Crash Course in Causality: Diverse Counterfactual Explanations (DiCE)

Saketh Ram Gangam
AI Skunks
Published in
9 min readApr 27, 2023

By Swathi Sharma & Saketh Ram Gangam

Working of Counterfactuals in a model trained for classifying loan approval status. Orange circle represent a counterfactual instance. Source — github.com/interpretml/DiCE

With recent trends and fast adaption to the latest inventions in Generative AI & Deep Learning space, the need to make the predictive models more explainable became even more relevant. The perception about utilizing Neural Networks for sensitive decision making in industries such as healthcare is not always welcoming. It has to do more about the nature of Neural Networks and the fact that they are black-boxed and uninterpretable.

Counterfactuals help implement Explainability for Machine Learning models. The concept is widely adopted by industry and academia in the field of Explainable AI.

What is a counterfactual?

A counterfactual is a hypothetical statement that asserts that something would have happened if a different circumstance had been true. For example, “If I had studied harder, I would have gotten a better grade on the test.” Counterfactuals are often used in thought experiments and in discussions about hypothetical situations.

Diverse counterfactual explanations are a type of post-hoc explanation that can be used to understand and act on algorithmic predictions. They are hypothetical examples that show people how to obtain a different prediction, by changing just a few of the input features.

Diversity vs Proximity

Here is a more detailed explanation of each of these terms:

  • Proximity: This refers to how close the counterfactual explanation is to the original input.
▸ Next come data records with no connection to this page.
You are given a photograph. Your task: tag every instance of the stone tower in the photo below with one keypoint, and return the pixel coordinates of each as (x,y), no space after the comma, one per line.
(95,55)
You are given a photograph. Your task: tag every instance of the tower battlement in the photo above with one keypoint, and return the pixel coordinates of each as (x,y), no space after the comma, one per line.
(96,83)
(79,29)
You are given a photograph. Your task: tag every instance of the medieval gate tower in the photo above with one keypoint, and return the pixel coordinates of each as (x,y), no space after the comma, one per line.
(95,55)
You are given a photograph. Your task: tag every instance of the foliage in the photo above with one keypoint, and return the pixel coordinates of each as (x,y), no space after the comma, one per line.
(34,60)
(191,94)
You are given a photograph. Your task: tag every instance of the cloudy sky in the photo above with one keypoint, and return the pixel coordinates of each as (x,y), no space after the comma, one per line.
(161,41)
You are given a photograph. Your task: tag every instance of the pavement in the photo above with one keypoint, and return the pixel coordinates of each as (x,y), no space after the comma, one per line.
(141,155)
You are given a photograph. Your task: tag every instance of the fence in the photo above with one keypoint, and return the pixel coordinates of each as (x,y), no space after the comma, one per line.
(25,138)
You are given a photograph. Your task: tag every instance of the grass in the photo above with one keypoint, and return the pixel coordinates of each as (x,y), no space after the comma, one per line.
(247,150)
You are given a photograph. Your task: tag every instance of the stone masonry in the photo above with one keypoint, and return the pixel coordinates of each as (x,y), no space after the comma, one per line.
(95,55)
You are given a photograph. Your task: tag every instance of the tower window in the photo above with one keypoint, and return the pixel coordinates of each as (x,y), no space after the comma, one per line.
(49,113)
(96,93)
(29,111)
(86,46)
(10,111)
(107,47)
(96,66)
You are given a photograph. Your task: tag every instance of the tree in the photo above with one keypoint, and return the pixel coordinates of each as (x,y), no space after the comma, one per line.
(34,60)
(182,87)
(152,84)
For example, if the original input is a sentence, a counterfactual explanation that is close to the original input might be a sentence that is very similar to the original sentence.
  • Diversity: This refers to the range of different counterfactual explanations that are generated. For example, if you generate 10 counterfactual explanations for a single input, the diversity of the explanations would be high if the explanations are all very different from each other.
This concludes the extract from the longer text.